Plasma CCL18/PARC, a member of the CC chemokine family, has been found to be several ten-fold increased in symptomatic Gaucher type I patients. Elevated plasma chitotriosidase levels are a well-known abnormality in Gaucher patients, however, its diagnostic use is limited by the frequent genetic deficiency in the protein. Like the situation in Gaucher disease, lipids accumulate in macrophages of patients suffering from beta-thalassemia, and, in both conditions, increased chitotriosidase levels occur. We here report that plasma CCL18/PARC is also significantly increased in patients with beta-thalassemia major (range 76.8-4977.8, median=650.8 ng/ml, n=36 and control range 10-72, median=33 ng/ml n=36 respectively, P<0.001). The CCL18/PARC levels are lower than in Gaucher patients (range 174.8-10798.7, median 2538.2 ng/ml, n=28, P<0.001). In our cohort of beta-thalassemic patients, CCL18/PARC showed a significant negative correlation to iron chelation therapy and a significant positive correlation to ferritin and chitotriosidase levels, the latter only in the patients with the wild type genotype for the enzyme.

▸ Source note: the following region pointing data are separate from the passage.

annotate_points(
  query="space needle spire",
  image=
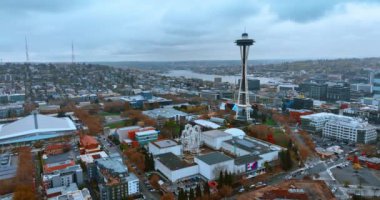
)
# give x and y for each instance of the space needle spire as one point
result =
(72, 53)
(26, 50)
(242, 106)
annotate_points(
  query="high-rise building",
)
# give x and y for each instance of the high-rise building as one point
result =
(243, 108)
(338, 93)
(114, 181)
(314, 90)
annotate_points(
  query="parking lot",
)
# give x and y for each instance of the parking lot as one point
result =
(364, 176)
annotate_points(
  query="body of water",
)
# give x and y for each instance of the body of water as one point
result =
(208, 77)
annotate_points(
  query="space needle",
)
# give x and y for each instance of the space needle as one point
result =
(242, 106)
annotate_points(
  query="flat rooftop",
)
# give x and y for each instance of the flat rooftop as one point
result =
(70, 155)
(214, 158)
(172, 161)
(165, 143)
(8, 166)
(216, 133)
(246, 159)
(164, 112)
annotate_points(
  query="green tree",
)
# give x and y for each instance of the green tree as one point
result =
(221, 179)
(182, 195)
(268, 167)
(198, 191)
(206, 189)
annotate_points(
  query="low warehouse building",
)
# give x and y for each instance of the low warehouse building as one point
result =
(211, 164)
(215, 138)
(173, 167)
(165, 146)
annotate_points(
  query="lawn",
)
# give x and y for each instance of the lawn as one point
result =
(270, 122)
(109, 114)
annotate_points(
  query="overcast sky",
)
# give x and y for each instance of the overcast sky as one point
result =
(168, 30)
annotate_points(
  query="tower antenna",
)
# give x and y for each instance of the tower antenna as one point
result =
(72, 53)
(26, 50)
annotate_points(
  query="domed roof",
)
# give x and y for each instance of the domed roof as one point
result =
(235, 132)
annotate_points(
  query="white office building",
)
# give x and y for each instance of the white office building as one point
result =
(350, 130)
(340, 127)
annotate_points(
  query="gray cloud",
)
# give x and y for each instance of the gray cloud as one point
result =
(186, 30)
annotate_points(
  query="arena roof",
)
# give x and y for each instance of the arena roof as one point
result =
(36, 123)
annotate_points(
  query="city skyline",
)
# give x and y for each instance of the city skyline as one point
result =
(173, 31)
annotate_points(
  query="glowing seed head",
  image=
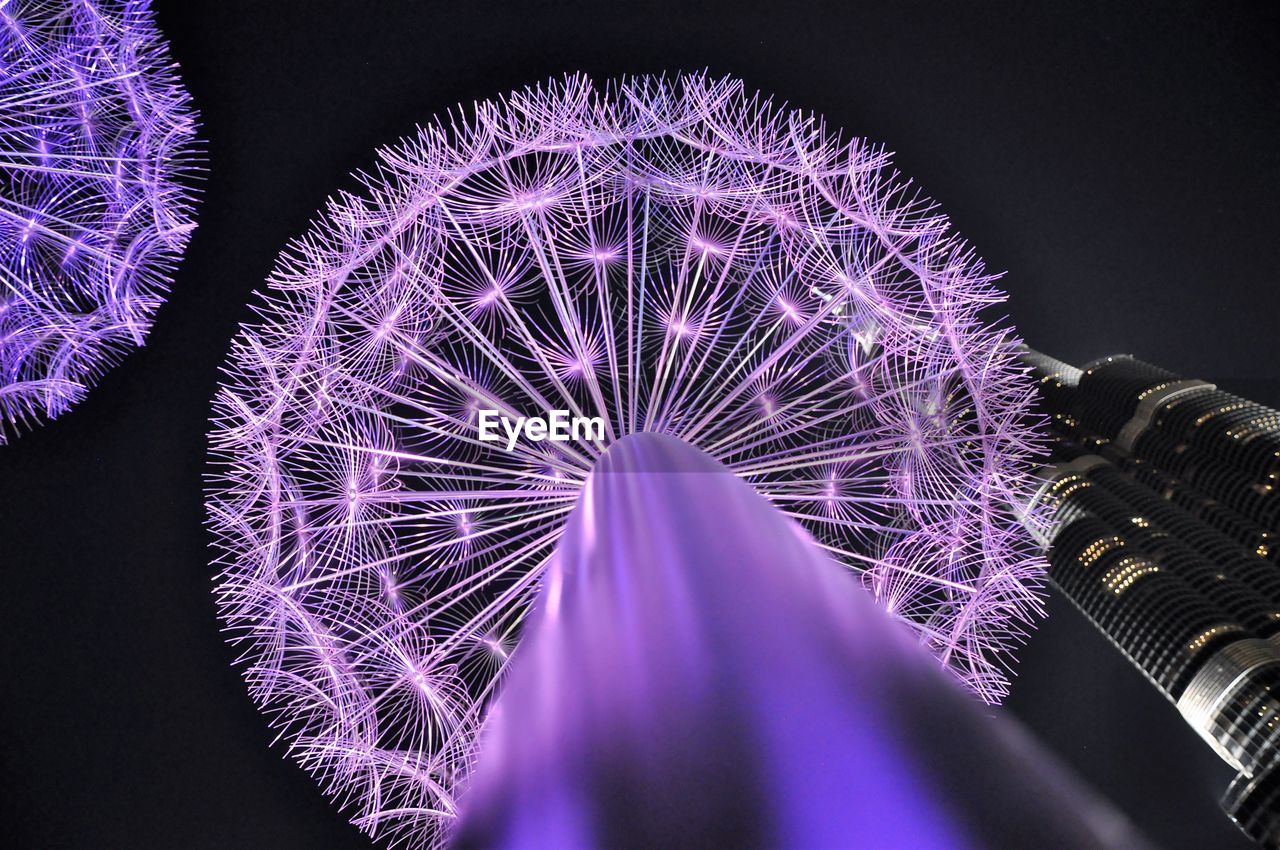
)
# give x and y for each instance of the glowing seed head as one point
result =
(668, 255)
(97, 141)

Our study demonstrates that beta-thalassemic patients have increased CCL18/PARC levels that could be of value in monitoring iron overload and compliance to therapy.

摘要

血浆CCL18/PARC是CC趋化因子家族的一员,已发现其在有症状的I型戈谢病患者中升高了几十倍。血浆壳三糖苷酶水平升高是戈谢病患者众所周知的异常情况,然而,其诊断用途因该蛋白常见的基因缺陷而受到限制。与戈谢病的情况一样,β地中海贫血患者的巨噬细胞中也会积累脂质,并且在这两种情况下,壳三糖苷酶水平都会升高。我们在此报告,重型β地中海贫血患者的血浆CCL18/PARC也显著升高(范围76.8 - 4977.8,中位数 = 650.8 ng/ml,n = 36;对照组范围10 - 72,中位数 = 33 ng/ml,n = 36,P < 0.001)。CCL18/PARC水平低于戈谢病患者(范围174.8 - 10798.7,中位数2538.2 ng/ml,n = 28,P < 0.001)。在我们的β地中海贫血患者队列中,CCL18/PARC与铁螯合疗法呈显著负相关,与铁蛋白和壳三糖苷酶水平呈显著正相关,后者仅在该酶野生型基因型的患者中存在。我们的研究表明,β地中海贫血患者的CCL18/PARC水平升高,这可能对监测铁过载和治疗依从性有价值。